# Information on Elche



## joannadawns (Nov 28, 2017)

Hi 

We're coming over in June to look around the Elche area of Costa Blanca, does anyone know of any areas/villages to avoid or any problems with the area. We're not fixed with a set area but this looks close enough to the Beach and still offer value properties.

many thanks


----------



## Simon22 (May 22, 2015)

joannadawns said:


> Hi
> 
> We're coming over in June to look around the Elche area of Costa Blanca, does anyone know of any areas/villages to avoid or any problems with the area. We're not fixed with a set area but this looks close enough to the Beach and still offer value properties.
> 
> many thanks


It's a lovely place with a mix of old and new. Half an hour from Santa Pola and their beaches and waterpark.


----------



## joannadawns (Nov 28, 2017)

Thank you for the reply, we have high hopes for the area :]


----------



## Simon22 (May 22, 2015)

joannadawns said:


> Thank you for the reply, we have high hopes for the area :]

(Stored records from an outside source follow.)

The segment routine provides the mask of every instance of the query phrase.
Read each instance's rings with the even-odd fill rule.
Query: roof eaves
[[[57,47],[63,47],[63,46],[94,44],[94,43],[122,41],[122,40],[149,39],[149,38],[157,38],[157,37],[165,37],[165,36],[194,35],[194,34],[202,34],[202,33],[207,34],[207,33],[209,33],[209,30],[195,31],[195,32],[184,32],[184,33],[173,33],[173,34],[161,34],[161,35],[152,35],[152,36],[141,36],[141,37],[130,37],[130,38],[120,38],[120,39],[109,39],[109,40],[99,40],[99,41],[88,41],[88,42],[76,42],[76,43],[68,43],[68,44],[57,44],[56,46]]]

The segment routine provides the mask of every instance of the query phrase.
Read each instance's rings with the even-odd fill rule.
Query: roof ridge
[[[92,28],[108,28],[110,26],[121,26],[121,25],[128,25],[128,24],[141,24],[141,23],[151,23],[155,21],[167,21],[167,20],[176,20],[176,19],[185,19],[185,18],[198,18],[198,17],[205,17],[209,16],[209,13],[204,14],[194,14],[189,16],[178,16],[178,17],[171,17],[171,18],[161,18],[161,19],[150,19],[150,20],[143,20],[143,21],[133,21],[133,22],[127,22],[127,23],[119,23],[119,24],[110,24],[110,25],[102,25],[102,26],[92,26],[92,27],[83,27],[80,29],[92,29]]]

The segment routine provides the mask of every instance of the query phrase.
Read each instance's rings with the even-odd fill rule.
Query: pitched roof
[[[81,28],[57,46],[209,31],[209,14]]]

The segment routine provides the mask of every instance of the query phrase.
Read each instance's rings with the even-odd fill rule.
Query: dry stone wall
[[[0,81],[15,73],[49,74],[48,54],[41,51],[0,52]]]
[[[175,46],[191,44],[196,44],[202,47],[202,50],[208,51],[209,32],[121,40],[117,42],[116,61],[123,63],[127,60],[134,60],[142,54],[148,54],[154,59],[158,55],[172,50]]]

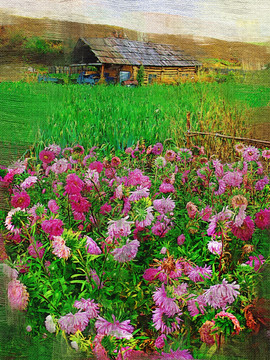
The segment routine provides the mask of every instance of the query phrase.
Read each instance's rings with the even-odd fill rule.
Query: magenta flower
[[[73,194],[69,197],[71,208],[73,211],[76,212],[88,212],[90,209],[91,204],[89,201],[81,196],[81,194]]]
[[[138,201],[144,197],[149,196],[149,189],[139,186],[137,190],[131,191],[129,195],[129,201]]]
[[[178,315],[181,315],[181,311],[178,312]],[[179,329],[180,322],[182,321],[179,316],[170,317],[166,312],[157,307],[153,311],[152,317],[154,327],[156,330],[160,330],[163,334],[169,334]]]
[[[250,256],[249,260],[246,262],[246,264],[251,267],[254,267],[255,271],[258,271],[264,262],[265,262],[265,260],[262,255]]]
[[[214,309],[222,308],[223,310],[229,304],[232,304],[239,295],[240,286],[235,283],[231,284],[223,279],[221,284],[210,286],[203,294],[206,303]]]
[[[49,164],[54,160],[55,154],[53,151],[50,150],[42,150],[39,153],[39,158],[43,163]]]
[[[61,236],[63,234],[63,221],[60,219],[44,220],[41,223],[42,230],[51,236]]]
[[[134,224],[134,221],[127,221],[129,216],[126,216],[120,220],[110,220],[108,227],[108,234],[111,238],[120,238],[121,236],[128,236],[131,233],[130,225]]]
[[[188,271],[188,277],[194,282],[204,281],[204,278],[210,279],[212,276],[211,266],[196,266]]]
[[[255,214],[255,224],[259,229],[267,229],[270,226],[270,209],[260,210]]]
[[[254,232],[254,222],[250,216],[246,216],[240,227],[233,223],[231,226],[231,230],[233,235],[237,237],[237,239],[248,241],[252,238]]]
[[[189,350],[176,350],[169,353],[162,352],[161,356],[158,356],[157,360],[194,360]]]
[[[67,185],[65,186],[66,192],[70,194],[78,194],[83,189],[83,181],[76,174],[69,174],[67,176]]]
[[[190,294],[189,299],[187,301],[187,307],[190,315],[192,317],[198,314],[204,315],[205,313],[204,307],[207,305],[204,296],[199,295],[196,298],[194,296],[196,295]]]
[[[120,323],[118,320],[115,320],[114,315],[112,315],[112,318],[113,323],[105,320],[101,316],[98,316],[98,319],[95,323],[98,335],[108,335],[114,336],[116,339],[130,340],[134,331],[134,327],[129,325],[130,320],[125,320]]]
[[[19,280],[13,279],[8,283],[8,300],[12,309],[25,310],[28,299],[26,287]]]
[[[156,145],[153,146],[152,154],[160,155],[162,151],[163,151],[163,145],[161,143],[156,143]]]
[[[167,194],[170,192],[175,192],[174,186],[171,183],[167,183],[166,181],[164,181],[160,187],[159,187],[159,191],[163,194]]]
[[[69,162],[66,159],[59,159],[56,160],[52,166],[51,171],[55,174],[62,174],[66,172],[69,168]]]
[[[97,243],[89,236],[85,236],[85,238],[86,238],[85,248],[86,248],[88,254],[93,254],[93,255],[101,254],[102,251],[100,250]]]
[[[53,237],[52,247],[52,253],[60,259],[67,260],[70,256],[70,248],[66,246],[65,240],[61,236]]]
[[[223,181],[228,186],[240,187],[243,182],[243,175],[238,171],[227,171],[223,176]]]
[[[170,317],[180,312],[179,306],[174,302],[175,298],[167,296],[164,284],[154,292],[153,299],[155,304]]]
[[[99,305],[95,304],[94,300],[81,298],[80,300],[76,300],[73,306],[85,311],[89,320],[98,317]]]
[[[171,197],[167,197],[165,199],[162,196],[162,199],[153,201],[154,209],[156,209],[160,214],[167,214],[168,212],[172,212],[175,208],[175,202],[171,199]]]
[[[245,161],[257,161],[260,157],[260,152],[254,146],[248,146],[243,151],[243,159]]]
[[[220,241],[209,241],[208,243],[208,250],[212,253],[212,254],[217,254],[217,255],[221,255],[222,252],[222,242]]]
[[[263,179],[260,179],[256,182],[255,190],[262,191],[268,183],[269,183],[269,178],[268,176],[265,176]]]
[[[105,203],[100,208],[100,214],[106,215],[107,213],[111,212],[111,210],[112,210],[112,206],[108,203]]]
[[[27,192],[22,191],[15,193],[11,198],[11,205],[14,208],[21,208],[25,209],[30,205],[30,196],[27,194]]]
[[[136,257],[139,246],[140,242],[138,240],[127,240],[126,245],[114,249],[111,254],[114,257],[114,260],[118,262],[131,261]]]
[[[59,206],[57,205],[57,202],[55,200],[53,200],[53,199],[49,200],[48,208],[53,214],[58,213]]]
[[[76,314],[68,313],[58,320],[61,330],[67,334],[75,334],[78,330],[84,331],[88,323],[88,314],[81,311],[78,311]]]
[[[37,241],[36,244],[31,244],[28,246],[29,255],[32,256],[34,259],[36,258],[43,258],[45,253],[45,249],[43,248],[43,244],[40,241]]]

If you want any info just send me a PM. Otherwise enjoy your trip!


----------



## stevec2x (Mar 24, 2012)

Whatever you do, rent first!do that then you will protect yourself from getting it wrong! And we did!

Elche is very Spanish so far as I can see, that's why it's cheap.

Basically, the further away from the coast, the more Spanish it gets. I'm not saying there's anything wrong with that, this is Spain yer know!


There are lots of places not far from the beach in England. I think you need to explain what you're looking for. There are "value properties" everywhere in the world!


----------



## Phil Squares (Jan 13, 2017)

We moved to Elche last August and really enjoy it. I would not characterize it like the previous poster. There are very few expats in Elche. We chose that area as my wife teaches in an International School. 

If you don't speak some Spanish, it will be very tough. But, the people are very friendly and if you try to speak Spanish they will be more than willing to try speaking English. 

There are very few "value properties" and quite a few homes built in the past 10 years or so. We are renting and will probably do so for another year and then look to by and would probably stay in that area. 

Again, Elche is very Spanish, but I disagree with the previous poster, as places with lots of Expats such as Gran Alacant, Torrevieja and Murcia are cheaper to live than Elche is. Unlike Murcia, everything is closed on Sunday and the town is very quiet. But, we really enjoy it there. It is close to the beaches, there is a dog only beach just beyond the airport and out two labs love it.


----------



## joannadawns (Nov 28, 2017)

Thank to everyone for the information, its been helpful. We are looking for a property with some land as we like archery so need some safe areas and i would like to do some off road quad biking [not fast stupid stuff] just getting into the hills and seeing areas most people dont see. we dont need to be really close to the sea as long as we have a pool and we are starting to learn some Spanish which i feel we should make the effort. Murcia was our 2nd choice area just because its an easy flight from Bristol... :] and we don't need to work so were lucky.. we are flexible on the area as we like most of Costa Blanca.. :]


----------



## Pazcat (Mar 24, 2010)

There were loads of properties we liked out Elche way but no bank would give us a mortgage on rustic land because there are too many legal issues so it may be worth considering sticking to the urbs or towns itself or at least to urban classified land plots.
Less of an issue if you are a cash buyer but still worth considering why a bank wont touch them.


----------



## joannadawns (Nov 28, 2017)

Thank you Pazcat :] yes we will be careful of the land issues which are common on all rustic land, we are cash buyers...


----------



## Me&MrsJones (Sep 25, 2016)

Hi Joannadawns

If you are considering wandering further away from Elche and into the mountains then PM me. We are in the Vinalopo region, 20 mins or so to Elche. Check out the Hondon Valley and La Romana )


----------



## joannadawns (Nov 28, 2017)

Yes we have been looking at the Hondon Valley our only worry is the Legal side of the build, we have seen some really nice property :]


----------



## Me&MrsJones (Sep 25, 2016)

I completely appreciate your concerns. As with ANY region of Spain I would recommend you having a really good lawyer before you even purchase land / resale property.

If you PM me I can send you details of the only agent I recommend in this area and a fantastic builder who is happy to show you examples of the fabulous work he has done. Both speak English and Spanish and have excellent reputations in this area.


----------